The Nova Scotia Arm Wrestling Association was created in 1985 by Rick Pinkney, who had trained for five years in Edmonton with Canadian Arm Wrestling President John Miazdzyk and Canadian and World Champion Tony Senger. The organization was incorporated as a non-profit association with Rick was its first president and Charlie Yorston as Vice-President.

The first year only a couple of tournaments were held, the first of which was at the Bedford Place Mall. Arm wrestling was not permitted in licensed establishments so the main venues were county fairs. To gain acceptance by the Nova Scotia Liquor License Board to hold competitions in licensed establishments, we had to prove ourselves. To do so, we held a tournament at the Village Gate tavern in Dartmouth. We weren't allowed inside the premises so a large flat bed truck was rented and parked outside the patio where everyone could view the action. Contestants had to walk out of the patio and up on the truck to compete. When the match was over, they went back to their seats. We must have impressed the inspectors because we were given the green light to start holding competitions inside licensed establishments. The N.S.A.W.A. is the only one allowed by the Nova Scotia Liquor and Gaming Commission to hold competitions in licensed establishments.

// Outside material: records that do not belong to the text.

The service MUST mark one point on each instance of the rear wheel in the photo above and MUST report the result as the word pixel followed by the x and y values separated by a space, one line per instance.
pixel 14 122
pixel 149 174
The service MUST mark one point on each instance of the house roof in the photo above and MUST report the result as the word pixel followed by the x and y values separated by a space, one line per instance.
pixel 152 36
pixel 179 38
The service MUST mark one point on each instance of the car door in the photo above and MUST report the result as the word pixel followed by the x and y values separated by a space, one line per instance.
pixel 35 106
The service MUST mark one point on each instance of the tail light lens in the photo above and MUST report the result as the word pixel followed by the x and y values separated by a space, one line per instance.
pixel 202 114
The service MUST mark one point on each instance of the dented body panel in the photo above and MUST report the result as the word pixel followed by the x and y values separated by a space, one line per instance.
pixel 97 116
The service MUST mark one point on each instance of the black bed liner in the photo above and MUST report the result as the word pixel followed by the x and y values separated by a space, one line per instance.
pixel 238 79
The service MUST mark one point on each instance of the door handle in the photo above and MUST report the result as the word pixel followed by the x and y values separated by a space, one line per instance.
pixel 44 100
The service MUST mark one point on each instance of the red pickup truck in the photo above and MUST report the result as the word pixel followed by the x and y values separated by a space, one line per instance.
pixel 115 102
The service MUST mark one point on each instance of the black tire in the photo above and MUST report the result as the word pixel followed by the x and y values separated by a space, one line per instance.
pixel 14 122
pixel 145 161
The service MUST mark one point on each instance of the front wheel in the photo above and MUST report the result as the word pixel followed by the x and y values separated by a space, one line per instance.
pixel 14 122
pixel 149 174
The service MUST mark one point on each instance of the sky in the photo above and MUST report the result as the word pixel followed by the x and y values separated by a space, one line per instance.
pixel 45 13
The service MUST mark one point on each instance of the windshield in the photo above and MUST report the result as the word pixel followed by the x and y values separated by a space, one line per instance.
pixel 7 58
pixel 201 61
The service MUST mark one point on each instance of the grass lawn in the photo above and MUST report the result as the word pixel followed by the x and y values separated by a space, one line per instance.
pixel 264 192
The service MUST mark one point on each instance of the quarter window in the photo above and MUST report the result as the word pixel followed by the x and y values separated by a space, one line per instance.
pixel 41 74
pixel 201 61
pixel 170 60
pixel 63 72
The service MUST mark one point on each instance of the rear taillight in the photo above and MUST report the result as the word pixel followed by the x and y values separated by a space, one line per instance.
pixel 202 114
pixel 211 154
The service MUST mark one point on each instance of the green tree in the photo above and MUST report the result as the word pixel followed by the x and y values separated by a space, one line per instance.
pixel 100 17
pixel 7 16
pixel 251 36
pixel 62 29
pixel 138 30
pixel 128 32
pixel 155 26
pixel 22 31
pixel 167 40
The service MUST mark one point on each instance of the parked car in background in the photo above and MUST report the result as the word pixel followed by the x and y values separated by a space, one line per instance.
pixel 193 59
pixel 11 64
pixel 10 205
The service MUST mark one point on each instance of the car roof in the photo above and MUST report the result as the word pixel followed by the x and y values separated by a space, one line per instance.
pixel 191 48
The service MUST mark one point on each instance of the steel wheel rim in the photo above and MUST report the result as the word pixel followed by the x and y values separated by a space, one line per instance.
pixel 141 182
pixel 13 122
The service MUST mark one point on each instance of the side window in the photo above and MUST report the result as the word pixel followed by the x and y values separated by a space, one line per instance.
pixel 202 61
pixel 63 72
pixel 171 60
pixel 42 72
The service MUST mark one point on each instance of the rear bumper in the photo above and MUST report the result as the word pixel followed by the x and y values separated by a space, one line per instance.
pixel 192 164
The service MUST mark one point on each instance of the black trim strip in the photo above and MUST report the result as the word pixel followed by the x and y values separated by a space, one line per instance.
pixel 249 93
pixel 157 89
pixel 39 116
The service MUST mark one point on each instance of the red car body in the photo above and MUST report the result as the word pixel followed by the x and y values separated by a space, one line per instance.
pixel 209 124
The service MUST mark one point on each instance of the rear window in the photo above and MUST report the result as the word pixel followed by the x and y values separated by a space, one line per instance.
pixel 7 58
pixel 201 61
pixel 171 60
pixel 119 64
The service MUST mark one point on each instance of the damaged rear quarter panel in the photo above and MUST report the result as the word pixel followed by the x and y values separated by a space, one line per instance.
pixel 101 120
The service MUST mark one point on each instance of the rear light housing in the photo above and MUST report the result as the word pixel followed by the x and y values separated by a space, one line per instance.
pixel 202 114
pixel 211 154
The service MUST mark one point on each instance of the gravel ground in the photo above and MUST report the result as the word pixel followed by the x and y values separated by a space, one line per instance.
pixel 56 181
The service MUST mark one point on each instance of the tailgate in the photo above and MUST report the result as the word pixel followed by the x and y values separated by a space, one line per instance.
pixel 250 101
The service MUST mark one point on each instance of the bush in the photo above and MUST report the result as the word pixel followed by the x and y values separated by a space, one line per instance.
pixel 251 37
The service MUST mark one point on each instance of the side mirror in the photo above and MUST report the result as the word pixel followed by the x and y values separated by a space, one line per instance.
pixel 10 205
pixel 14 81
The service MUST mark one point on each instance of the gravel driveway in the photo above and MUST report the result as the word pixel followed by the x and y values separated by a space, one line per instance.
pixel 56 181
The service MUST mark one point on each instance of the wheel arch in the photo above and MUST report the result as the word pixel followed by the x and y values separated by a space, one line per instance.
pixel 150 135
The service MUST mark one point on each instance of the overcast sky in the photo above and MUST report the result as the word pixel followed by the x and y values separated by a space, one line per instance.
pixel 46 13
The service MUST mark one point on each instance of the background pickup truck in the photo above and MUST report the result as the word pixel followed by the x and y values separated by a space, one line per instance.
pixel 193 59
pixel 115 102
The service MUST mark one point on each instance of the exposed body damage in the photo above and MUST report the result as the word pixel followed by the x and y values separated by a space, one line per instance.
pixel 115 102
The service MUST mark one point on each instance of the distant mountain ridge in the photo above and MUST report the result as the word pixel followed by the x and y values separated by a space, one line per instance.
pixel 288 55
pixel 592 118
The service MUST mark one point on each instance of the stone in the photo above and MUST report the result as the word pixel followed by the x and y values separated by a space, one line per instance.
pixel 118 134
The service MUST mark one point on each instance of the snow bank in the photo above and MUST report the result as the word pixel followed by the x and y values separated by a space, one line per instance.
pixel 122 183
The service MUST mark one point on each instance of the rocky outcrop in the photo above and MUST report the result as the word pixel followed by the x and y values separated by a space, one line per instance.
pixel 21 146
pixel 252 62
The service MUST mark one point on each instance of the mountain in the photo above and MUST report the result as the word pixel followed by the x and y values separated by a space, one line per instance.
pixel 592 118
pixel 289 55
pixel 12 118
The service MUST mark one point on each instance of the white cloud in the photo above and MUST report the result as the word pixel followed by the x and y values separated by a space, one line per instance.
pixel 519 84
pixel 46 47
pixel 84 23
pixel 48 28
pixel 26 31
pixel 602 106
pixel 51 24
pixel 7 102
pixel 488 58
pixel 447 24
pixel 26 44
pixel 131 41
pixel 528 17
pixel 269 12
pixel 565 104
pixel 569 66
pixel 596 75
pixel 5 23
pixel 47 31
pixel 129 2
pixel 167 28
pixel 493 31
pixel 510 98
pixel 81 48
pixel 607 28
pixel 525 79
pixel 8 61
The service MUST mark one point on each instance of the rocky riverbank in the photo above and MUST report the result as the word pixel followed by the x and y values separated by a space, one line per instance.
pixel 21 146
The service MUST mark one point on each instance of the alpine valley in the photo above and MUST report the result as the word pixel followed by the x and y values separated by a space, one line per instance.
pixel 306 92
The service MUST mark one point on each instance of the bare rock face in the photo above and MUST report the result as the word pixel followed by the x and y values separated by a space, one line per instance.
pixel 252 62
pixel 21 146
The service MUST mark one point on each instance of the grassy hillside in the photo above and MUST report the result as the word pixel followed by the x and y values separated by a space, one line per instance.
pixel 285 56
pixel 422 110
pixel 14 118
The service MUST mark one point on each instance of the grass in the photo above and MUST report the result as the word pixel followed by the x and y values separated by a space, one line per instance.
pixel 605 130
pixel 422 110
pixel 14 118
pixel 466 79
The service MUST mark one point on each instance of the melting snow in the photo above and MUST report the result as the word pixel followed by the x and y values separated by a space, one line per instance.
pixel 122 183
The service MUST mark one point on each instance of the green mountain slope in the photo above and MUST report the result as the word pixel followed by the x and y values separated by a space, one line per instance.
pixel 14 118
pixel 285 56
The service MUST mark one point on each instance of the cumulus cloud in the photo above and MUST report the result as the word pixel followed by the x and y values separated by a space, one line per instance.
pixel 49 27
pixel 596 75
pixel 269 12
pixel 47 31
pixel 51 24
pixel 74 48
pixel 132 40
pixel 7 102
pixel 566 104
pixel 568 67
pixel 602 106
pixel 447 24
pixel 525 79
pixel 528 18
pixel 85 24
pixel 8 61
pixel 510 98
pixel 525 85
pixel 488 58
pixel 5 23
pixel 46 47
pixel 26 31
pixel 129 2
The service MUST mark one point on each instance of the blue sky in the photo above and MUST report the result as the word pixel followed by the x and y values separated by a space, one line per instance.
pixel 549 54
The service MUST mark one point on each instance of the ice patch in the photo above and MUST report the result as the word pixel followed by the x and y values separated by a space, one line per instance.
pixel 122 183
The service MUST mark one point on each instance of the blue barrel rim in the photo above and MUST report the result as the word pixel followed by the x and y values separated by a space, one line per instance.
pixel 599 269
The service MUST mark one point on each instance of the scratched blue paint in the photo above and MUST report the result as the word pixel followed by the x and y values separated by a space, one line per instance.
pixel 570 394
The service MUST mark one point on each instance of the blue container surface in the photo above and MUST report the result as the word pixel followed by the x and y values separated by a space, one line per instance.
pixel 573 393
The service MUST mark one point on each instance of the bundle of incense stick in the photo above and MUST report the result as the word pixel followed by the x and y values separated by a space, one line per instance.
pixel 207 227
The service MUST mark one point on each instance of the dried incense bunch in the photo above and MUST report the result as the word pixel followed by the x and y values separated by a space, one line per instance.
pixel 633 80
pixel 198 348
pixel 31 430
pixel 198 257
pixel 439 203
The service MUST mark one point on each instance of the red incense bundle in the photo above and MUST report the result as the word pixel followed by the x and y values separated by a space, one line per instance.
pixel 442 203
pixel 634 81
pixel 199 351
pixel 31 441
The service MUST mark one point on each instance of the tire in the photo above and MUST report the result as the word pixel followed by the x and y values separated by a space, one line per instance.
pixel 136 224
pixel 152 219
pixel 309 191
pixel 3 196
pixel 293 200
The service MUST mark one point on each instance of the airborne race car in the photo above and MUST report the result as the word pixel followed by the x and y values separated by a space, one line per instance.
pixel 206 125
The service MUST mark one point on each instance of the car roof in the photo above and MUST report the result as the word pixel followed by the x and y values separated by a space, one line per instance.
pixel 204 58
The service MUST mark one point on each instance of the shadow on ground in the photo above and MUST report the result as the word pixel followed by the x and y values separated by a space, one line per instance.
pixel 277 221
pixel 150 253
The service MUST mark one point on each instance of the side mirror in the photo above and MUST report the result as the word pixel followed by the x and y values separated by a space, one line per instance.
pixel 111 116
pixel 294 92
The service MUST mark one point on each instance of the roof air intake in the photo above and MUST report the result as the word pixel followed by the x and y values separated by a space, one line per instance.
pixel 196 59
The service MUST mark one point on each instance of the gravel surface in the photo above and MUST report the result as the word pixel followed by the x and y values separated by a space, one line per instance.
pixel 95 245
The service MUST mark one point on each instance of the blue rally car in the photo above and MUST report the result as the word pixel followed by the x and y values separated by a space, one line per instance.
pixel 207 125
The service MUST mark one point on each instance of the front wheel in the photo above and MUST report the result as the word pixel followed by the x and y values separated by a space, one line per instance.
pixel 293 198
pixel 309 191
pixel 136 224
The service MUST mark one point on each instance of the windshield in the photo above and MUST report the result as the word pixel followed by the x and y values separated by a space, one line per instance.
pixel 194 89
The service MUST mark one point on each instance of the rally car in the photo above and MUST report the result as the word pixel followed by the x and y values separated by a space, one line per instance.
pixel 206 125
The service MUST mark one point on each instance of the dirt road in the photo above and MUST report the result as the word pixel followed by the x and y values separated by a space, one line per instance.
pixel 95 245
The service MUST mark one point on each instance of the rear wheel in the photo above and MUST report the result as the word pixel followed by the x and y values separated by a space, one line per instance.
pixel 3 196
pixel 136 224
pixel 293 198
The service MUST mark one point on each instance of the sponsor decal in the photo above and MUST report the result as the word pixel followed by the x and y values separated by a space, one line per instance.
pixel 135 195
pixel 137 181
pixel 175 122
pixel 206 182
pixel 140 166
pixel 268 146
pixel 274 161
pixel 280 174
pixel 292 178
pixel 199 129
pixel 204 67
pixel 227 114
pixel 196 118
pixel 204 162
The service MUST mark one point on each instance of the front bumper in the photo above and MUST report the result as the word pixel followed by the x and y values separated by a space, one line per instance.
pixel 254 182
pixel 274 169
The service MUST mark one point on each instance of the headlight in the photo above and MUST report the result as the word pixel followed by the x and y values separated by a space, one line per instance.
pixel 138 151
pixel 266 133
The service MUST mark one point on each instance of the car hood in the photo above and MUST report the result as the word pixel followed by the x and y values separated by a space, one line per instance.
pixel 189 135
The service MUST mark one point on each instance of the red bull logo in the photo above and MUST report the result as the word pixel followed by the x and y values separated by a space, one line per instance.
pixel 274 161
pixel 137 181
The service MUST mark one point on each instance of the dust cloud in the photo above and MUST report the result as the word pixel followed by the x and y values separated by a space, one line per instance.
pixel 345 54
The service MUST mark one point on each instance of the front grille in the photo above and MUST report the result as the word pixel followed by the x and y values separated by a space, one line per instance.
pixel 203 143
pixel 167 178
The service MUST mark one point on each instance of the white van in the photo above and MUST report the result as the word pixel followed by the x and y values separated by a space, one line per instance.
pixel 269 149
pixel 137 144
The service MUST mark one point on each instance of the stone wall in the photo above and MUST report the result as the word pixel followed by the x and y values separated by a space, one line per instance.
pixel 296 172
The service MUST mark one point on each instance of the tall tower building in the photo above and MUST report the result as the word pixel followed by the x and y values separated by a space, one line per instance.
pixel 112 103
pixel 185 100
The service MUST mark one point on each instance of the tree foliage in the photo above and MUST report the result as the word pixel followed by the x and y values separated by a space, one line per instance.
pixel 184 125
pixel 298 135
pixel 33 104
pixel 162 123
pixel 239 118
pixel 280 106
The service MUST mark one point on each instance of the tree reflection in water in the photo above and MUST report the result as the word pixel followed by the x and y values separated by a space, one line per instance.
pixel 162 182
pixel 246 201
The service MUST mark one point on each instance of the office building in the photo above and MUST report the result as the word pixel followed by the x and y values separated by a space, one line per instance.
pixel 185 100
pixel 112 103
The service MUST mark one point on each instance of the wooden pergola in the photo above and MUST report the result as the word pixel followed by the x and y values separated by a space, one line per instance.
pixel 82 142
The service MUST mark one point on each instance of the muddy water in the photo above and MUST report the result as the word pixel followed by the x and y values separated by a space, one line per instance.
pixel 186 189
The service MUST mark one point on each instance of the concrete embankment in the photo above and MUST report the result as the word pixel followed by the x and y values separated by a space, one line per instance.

Tremendous growth was experienced the next few years as the sport took flight. Over a dozen tournaments a year were held, with 80 to over 100 entries at each tournament. The venues were filled to capacity as fans came out to cheer for the local favorite and boo some of the out-of-towners.

The first N.S.A.W.A. Provincial Championships were held in October of 1986 at the Atlantic Winter Fair in Halifax. This was an open event whereby arm wrestlers from outside the province were allowed to compete. A more experienced team from New Brunswick came down and won 6 of the 10 classes. However, the New Brunswick victory party ended the following year when Nova Scotia won 9 of 10 classes at their Provincial Championships. Since that time, both provinces have closed their championships to residents of their own province.

Since its inception, the N.S.A.W.A. has held over 200 competitions throughout the province; from Yarmouth to Glace Bay, from Bridgewater to Amherst and most towns in between. Top arm wrestlers travel from across Atlantic Canada to compete in Nova Scotia each year because of the high calibre of competition. In 1994, Nova Scotia hosted the Canadian Arm Wrestling Championships in Halifax. Nova Scotia won 3 National crowns and placed second in the team points behind Ontario. This same feat was accomplished again in 1999 in Grande Digue, N.B. In total, Nova Scotia Arm wrestlers have compiled over 20 National titles.

Today, the N.S.A.W.A. holds 6 sanctioned tournaments a year, a few local tournaments and the Provincial Championships. Fifteen years ago, the competitions were all open classes where somebody walking off the street could compete against a National Champion. Today, the classes are split between amateur and pro classes. They aren't really professionals, they're just very good, but for the lack of a better word we call them pros. They are now separated from competing against a newcomer. So you get the best of both worlds - the beginners have a fighting chance and you get to watch some of the best arm wrestlers in Canada go at it.